いじめにかかわる深刻な事件が後を絶たない。その指導・対応が引き続き学校の緊急課題になっている。
 いじめに関しては、深刻な事態の克服を目指す早期発見、早期指導の対応体制の確立が極めて重要である。しかし、同時にいじめを許さない子どもの育成、特に学級・集団づくりが大きな意味を持つことを確認したい。学級経営の重点は、次のように整理できる。

  1. 学級担任教師の基本的な姿勢として、日常的な話、まなざしを通じて、いじめが人間として絶対に許されないことを徹底する。
  2. 道徳・学級活動などの機会にいじめにかかわる問題を取り上げ、なぜ許されないかを考えさせる。
  3. 学級目標検討等の際に、互いに認め支えあう人間関係、人権や互いの信頼を大切にする学級づくりについて突っ込んだ話し合いをし目標の柱とする。
  4. どのような問題や悩みについても話し、相談できる体制を整える。
  5. 保護者に学級、子どもの状況を伝え、課題の共有により一体になって指導に当たる体制を整える。

●決め手になる子ども理解

子どもたちがどのような生活環境、交友関係の中で活動し、どのような悩みや不安を抱いているか。きめ細かな把握があって、初めて子どもたちの発する様々なサインを鋭く受け止めることができるようになる。
 いじめにかかわりを持つ子どもの発するサインとして、次のようなことに留意したい。

  1. 学級内の諸活動において仲間はずれ、孤立化の感じられる子どもがいないか。
  2. 授業、当番・係活動等の際に特定の子どもに対するからかい、冷やかし、無視などが見られないか。
  3. 授業中に元気がなく、教師と目をあわそうとしない子どもがいないか。

こうした状況が見られたときには、その状況に応じ直ちに適切な指導・対応を行うことが求められる。
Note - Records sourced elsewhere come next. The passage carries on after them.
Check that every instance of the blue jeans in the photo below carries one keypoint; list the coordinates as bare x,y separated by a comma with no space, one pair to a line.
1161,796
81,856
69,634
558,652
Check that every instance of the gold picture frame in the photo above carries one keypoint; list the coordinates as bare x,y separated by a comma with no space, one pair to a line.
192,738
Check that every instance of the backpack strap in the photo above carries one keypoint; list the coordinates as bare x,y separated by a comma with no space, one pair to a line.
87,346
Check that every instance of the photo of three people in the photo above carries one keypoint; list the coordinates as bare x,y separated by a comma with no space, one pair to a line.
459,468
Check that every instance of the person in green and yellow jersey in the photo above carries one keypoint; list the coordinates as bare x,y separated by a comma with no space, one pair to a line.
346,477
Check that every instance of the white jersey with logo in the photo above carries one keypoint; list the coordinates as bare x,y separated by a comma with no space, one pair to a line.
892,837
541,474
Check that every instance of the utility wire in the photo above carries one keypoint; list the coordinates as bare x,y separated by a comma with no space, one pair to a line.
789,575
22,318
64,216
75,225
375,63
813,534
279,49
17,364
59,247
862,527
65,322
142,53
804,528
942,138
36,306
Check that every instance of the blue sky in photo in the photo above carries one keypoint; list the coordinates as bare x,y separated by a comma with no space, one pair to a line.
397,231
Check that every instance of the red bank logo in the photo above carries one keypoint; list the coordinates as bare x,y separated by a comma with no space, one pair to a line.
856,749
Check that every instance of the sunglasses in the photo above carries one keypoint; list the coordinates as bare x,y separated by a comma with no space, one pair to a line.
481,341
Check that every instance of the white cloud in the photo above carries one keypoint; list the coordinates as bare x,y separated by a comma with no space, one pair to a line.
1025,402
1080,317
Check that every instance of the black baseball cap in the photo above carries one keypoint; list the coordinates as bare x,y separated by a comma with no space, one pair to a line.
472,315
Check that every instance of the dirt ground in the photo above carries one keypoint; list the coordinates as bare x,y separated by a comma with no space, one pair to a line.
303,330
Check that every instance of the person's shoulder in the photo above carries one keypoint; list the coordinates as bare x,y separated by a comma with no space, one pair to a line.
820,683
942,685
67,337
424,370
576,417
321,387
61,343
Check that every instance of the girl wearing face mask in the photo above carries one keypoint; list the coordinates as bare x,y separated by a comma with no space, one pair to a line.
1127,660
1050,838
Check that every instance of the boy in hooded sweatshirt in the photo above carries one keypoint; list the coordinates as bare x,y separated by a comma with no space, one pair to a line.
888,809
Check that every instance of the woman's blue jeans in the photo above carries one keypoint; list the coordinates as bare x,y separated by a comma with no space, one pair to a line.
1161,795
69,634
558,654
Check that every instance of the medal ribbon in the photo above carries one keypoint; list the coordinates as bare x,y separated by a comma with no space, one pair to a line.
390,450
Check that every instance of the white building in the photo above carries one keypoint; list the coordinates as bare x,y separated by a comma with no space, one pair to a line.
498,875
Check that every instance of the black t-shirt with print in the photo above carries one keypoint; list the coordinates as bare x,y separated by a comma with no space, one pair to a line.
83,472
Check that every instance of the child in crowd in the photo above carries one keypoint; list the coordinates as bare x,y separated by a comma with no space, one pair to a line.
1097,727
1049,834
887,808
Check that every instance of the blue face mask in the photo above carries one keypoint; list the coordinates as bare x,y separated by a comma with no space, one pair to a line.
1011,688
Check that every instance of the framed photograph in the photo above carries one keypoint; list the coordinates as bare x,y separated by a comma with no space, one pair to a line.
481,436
一斉指導が必要なこともあろうし、学級全体やグループでの話し合い、個別の相談などが求められることもあろう。子どもの発するサインをしっかりと受け止めての迅速かつ効果的な対応が必要になる。

指導・対応に際してはいじめの風土となる学級の雰囲気づくりに留意したい。

学級経営の柱として、信頼関係、認め合い励ましあう人間関係を育てる効果的な活動を設定し、その上に立っていじめを許さない心を育てることが基本である。1年の間には人間関係のゆがみの生じることがある。しかし、子どもたちが主体的にその事態を受け止め、自分たちが抱える課題を踏まえて、いじめを生まない学級づくりに取り組むことが大切である。

●いじめを生まない指導・対応の実際

学級経営を進める中で重要になるのは次の三つである。

  1. 担任教師はみんなの相談を受け止め、親身になっての指導・対応を徹底する。
  2. いじめは、「ふざけだよ」などということの許されない行為であることを徹底する。
  3. みんなで、いじめ、からかい、無視などの起こることのない学級を作ることを徹底する。

学級を構成する子どもの意識に働きかけることによって集団の質を変えたい。いじめにかかわる子どもたちは一般的に社会性が未熟で、正しい集団のあり方、成員として守るべきこと、いじめられる子どものつらい心情への共感などができないことが多い。意識形成への着目は、そこに切り込む契機となる。
 仮に、いじめを見て見ぬふりをする子がいるとする。その子どもは概念的にいじめはいけないと知っている。問題は内面化されていないことにある。更に大きな問題は、学校における指導・対応に根深い不信感があり、うっかり行動に出るととんでもないことになるという強い不安感を抱いていることである。したがって、その指導においては、いじめを許さないという意識の内面化と、全校一体になってのいじめ根絶に向けての取組とが求められることになる。
 意識の内面化ということは、そう簡単にできることではない。相談活動、個別指導とともに、道徳や学級での指導機会を工夫し、いじめ問題を取り上げるのが一般的であろう。その方法としては、教師による資料の読み聞かせと働きかけ、学級全体での協議、問題分析のシートを用いての協議、問題解決を目指す話し合い活動、意見発表やブレーン・ストーミングを取り入れた集中討議、アンケートに基づく作文、などが考えられる。
 こうした有効な活動をどう設定するか、学級経営の工夫のしどころといえよう。